Eugene S. Bonelli


Eugene Salvadore Bonelli was an American composer, pianist, music educator, and surgeon. Trained as a musician in Germany, he had a short career as a concert pianist in Europe before relocating first to South America and then the United States. After working as a musician and music teacher in Boston he relocated to San Francisco where he founded the Grand Conservatory of Music in 1890.
In addition to working as a professor of music, he studied medicine at Cooper Medical College. He became a nationally known practitioner of a type of elective tenotomy surgery performed on the hands of musicians with the intent of improving the strength, mobility and flexibility of the ring finger. This type of surgery was popular in the United States among pianists during the 19th century and continued with less frequency into the 20th century.

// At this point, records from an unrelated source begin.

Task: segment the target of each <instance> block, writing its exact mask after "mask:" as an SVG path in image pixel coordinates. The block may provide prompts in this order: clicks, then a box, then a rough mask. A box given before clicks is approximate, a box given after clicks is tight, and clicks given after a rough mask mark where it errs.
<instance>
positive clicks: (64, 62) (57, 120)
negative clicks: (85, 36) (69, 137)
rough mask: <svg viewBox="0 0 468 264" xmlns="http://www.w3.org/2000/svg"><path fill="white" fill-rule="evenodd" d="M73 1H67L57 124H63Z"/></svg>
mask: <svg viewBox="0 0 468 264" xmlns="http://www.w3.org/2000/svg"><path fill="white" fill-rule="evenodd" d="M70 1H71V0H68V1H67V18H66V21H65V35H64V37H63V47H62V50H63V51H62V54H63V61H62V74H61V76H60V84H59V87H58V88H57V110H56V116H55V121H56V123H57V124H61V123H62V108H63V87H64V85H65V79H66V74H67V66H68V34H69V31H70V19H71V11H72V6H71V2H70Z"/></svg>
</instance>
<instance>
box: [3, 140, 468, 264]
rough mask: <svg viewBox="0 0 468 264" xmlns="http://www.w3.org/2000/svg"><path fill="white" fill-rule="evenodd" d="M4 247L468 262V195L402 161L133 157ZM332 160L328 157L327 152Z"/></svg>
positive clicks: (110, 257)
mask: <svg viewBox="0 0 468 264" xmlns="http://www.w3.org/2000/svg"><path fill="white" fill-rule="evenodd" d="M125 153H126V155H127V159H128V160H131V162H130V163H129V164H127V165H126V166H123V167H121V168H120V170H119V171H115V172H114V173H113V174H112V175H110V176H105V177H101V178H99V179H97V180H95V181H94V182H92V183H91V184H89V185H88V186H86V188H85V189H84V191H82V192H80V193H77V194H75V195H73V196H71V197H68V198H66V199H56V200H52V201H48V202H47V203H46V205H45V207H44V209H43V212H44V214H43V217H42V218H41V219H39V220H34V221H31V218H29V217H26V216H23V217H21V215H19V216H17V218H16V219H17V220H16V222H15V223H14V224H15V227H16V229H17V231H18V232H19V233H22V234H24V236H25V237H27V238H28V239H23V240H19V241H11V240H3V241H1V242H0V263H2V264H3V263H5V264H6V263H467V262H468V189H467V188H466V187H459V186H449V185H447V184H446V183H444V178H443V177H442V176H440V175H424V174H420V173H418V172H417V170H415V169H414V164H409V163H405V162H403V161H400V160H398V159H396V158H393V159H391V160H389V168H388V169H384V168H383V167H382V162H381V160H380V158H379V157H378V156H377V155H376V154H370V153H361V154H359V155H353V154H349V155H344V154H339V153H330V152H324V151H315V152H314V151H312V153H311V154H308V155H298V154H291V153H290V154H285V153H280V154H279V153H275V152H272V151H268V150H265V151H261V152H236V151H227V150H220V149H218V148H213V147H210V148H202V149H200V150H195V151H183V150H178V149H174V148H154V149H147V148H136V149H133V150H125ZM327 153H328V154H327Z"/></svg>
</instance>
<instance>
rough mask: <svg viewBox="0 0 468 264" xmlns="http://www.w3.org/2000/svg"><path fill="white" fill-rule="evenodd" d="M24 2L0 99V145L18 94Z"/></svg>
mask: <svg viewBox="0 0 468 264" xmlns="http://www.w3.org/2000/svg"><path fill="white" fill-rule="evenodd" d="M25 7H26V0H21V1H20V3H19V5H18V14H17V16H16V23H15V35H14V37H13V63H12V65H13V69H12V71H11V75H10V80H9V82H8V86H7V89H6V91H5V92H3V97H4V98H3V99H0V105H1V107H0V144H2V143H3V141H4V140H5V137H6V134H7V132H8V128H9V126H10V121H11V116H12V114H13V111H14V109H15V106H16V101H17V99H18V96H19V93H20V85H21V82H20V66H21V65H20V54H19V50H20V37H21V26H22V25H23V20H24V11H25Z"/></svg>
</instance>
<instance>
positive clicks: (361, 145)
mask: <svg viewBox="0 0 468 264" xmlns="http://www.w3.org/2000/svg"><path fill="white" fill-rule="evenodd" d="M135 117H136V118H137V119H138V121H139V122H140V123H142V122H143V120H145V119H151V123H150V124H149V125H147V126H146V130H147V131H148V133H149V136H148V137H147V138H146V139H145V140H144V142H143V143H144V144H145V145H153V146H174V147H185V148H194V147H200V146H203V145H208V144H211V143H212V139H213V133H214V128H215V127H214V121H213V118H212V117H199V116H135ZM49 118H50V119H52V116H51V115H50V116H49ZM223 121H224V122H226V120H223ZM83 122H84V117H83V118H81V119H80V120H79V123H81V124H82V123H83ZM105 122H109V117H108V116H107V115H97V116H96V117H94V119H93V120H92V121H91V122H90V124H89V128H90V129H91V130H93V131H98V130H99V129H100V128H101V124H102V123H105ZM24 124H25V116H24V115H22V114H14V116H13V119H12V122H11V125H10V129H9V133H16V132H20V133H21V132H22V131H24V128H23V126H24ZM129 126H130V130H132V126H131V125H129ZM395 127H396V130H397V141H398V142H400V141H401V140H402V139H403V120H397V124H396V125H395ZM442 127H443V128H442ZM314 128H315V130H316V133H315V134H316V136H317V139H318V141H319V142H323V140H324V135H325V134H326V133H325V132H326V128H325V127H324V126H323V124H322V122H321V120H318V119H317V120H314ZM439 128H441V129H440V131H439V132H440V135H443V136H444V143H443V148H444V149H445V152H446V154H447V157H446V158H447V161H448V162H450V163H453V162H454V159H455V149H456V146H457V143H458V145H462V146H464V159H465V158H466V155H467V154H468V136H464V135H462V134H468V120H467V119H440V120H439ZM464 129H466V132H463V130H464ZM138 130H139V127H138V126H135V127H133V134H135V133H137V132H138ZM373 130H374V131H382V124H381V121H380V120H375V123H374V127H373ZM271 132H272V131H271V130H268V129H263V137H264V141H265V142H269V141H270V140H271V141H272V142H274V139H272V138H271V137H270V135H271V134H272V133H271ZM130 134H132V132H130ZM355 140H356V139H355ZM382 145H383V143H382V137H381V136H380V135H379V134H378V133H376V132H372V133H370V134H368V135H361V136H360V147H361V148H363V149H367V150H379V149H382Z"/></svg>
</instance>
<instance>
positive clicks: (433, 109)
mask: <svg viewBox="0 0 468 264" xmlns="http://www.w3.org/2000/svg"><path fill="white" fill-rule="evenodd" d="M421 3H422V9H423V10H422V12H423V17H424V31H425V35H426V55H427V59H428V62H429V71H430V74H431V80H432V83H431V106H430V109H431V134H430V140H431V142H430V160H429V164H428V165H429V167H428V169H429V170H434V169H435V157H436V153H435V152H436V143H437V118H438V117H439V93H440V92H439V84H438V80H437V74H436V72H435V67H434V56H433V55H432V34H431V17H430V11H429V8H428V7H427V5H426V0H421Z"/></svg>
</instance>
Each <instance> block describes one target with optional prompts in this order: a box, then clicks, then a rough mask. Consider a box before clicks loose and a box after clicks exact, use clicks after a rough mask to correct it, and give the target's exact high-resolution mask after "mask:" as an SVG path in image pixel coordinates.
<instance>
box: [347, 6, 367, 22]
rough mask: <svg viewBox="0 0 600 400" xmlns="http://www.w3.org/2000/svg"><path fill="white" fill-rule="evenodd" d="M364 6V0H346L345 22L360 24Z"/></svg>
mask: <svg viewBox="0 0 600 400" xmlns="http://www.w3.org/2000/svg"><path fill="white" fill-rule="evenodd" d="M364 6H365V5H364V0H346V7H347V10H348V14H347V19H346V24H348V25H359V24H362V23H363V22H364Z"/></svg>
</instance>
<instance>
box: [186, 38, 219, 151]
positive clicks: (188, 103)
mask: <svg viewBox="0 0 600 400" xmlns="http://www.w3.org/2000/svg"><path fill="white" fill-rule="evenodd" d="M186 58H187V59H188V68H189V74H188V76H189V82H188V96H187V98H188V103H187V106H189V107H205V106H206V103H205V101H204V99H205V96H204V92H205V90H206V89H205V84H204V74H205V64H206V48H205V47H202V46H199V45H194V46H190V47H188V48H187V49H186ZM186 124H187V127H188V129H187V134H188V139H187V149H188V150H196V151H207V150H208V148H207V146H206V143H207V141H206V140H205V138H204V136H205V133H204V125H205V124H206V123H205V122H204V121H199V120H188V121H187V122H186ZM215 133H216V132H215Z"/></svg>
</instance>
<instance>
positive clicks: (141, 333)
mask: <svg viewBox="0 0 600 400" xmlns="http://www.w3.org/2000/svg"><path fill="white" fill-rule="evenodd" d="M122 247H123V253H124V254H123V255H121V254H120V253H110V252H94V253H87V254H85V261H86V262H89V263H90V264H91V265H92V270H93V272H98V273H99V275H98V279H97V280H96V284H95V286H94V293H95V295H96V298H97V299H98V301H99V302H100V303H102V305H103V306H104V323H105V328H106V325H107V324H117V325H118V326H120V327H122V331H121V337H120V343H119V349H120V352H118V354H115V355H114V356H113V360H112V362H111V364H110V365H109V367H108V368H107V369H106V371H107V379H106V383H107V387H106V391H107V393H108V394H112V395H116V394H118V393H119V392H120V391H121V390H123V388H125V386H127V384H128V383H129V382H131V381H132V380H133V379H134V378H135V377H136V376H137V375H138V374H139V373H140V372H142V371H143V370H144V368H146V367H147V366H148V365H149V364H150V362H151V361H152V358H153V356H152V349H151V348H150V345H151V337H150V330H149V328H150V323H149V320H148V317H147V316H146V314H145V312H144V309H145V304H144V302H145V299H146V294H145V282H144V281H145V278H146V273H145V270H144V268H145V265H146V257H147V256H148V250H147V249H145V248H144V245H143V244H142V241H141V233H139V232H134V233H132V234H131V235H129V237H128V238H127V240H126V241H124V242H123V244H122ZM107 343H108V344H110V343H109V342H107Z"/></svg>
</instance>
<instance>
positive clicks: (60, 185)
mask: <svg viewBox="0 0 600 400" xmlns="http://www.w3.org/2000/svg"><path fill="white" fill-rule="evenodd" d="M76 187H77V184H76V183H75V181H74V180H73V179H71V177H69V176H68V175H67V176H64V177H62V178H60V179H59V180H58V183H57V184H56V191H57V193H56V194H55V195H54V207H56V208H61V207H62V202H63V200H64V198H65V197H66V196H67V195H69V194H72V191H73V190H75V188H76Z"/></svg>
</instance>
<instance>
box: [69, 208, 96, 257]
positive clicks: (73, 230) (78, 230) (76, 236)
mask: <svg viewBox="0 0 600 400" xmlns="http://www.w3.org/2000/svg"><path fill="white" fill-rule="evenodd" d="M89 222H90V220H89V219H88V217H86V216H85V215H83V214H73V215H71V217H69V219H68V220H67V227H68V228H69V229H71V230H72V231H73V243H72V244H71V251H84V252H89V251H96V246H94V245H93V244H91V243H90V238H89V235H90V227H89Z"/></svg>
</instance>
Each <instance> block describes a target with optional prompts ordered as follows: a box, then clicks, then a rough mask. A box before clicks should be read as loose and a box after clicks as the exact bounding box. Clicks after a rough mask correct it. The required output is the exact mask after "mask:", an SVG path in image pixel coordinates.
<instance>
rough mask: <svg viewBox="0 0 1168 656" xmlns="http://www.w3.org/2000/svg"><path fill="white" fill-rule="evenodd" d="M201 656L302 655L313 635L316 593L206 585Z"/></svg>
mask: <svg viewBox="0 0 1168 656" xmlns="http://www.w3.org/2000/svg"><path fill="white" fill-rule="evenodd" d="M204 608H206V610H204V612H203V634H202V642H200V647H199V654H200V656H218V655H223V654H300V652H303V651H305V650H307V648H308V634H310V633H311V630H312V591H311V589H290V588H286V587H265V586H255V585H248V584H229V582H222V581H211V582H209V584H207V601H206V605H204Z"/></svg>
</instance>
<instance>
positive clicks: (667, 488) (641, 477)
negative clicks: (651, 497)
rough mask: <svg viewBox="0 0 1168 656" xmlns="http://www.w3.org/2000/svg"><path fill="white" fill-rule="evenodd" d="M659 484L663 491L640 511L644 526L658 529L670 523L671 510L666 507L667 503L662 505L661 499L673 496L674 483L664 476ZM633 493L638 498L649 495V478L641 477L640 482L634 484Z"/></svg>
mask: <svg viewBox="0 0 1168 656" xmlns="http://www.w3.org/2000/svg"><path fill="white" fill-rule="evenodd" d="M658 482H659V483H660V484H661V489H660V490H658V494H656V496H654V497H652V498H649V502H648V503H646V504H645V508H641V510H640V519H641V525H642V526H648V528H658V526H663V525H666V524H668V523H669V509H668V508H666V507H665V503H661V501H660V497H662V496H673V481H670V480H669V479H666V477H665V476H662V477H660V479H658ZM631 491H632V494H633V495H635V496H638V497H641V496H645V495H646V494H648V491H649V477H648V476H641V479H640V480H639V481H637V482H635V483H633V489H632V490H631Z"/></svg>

The efficacy of the surgery was deemed inconclusive and ultimately fell out of favor.

Life and career

Eugene Salvadore Bonelli was born in September 1853 in Saint Thomas, West Indies. His Italian father served as a captain in the Royal Italian Army under Giuseppe Garibaldi, and his mother was the daughter of a Dutch baron. At the age of 12 he was sent by his parent to Europe to pursue training as a musician in Germany; studying in Hamburg, Berlin and Leipzig. He began his career as a concert pianist in Europe, but ill health led him to abandon a performance career in favor of teaching and composing.
Bonelli went to South America where he lived for three years before coming to the United States where he initially settled in Boston. There he became a well known musician and teacher. He gave a recital at Boston's YMCA in September 1873. He relocated from Boston to San Francisco in 1879. By 1880 he was teaching piano and organ in San Francisco out of a studio located at 1470 8th Street. He founded a music school on Market St in 1886. In 1889 Bonelli patented an exercising device for musicians, and his teaching method for pianists involved using mechanical devices to assist in developing technique. In 1890 he opened the Grand Conservatory of Music located at Franklin Street and Golden Gate Ave. It was at that time the only conservatory of music on the West Coast of the United States. One his pupils at the conservatory was dancer Maud Allan.
Bonelli studied at Cooper Medical College in San Francisco with the intent of better understanding the anatomy of the hand. He used his medical education to perform surgeries on the hands of musicians in order to attempt to improve the mechanical movement and strength of the ring finger. While several sources of the period credit Bonelli with developing this method, medical historians acknowledge that surgeries dividing the accessory tendons of the extensor digitorum muscle were performed on musicians earlier in Philadelphia by William S. Forbes beginning as early as 1857. These surgeries, known as tenotomies, were popular among pianists in the United States during 19th century, and were also sometimes sought after by other musicians such as violinists.
Bonelli became nationally famous for his tentomie hand surgeries on musicians; earning enthusiastic coverage in The New York Times and The Boston Globe among other publications. In 1890 The Musical Courier stated that the surgery "gave perfect freedom, higher lift, increased strength and greater stretch of hand". It also stated Bonelli's approach to this operation was the "only successful, painless and scarless method of severing the accessory slips of tendon of the ring finger". At the time of that publication it was reported that he had performed 318 such surgeries, some of them in front of large audiences. One of these operations was performed in front of an audience at Steck Hall in New York City in June 1890.
The practice of tentomie surgeries on musicians declined around the year 1900, although it continued with less frequency in the 20th century. Nicolas Slonimsky later assessed Bonelli in a 1950 article in Etude as having a "dubious career" in reference to his work as a surgeon. Historian Richard H. Dillon, stated that "Had Gaetano Merola not arrived on the scene, idiosyncratic San Francisco might have been stuck with the now-forgotten Professor E. S. Bonelli as the city’s most eminent early musician. He was both performer and instructor, with just a dash of quack doctor thrown in for good measure."
In addition to working as a professor of music, Bonelli was also a composer. Some of his compositions were inspired by Cuban dance music. His "La Danza Cuba" was published by C. N. Ditson & Co. in 1880.
Bonelli died in San Francisco on November 24, 1912. His marriage to Antonia A. A. Bonelli ended in divorce four years prior to his death.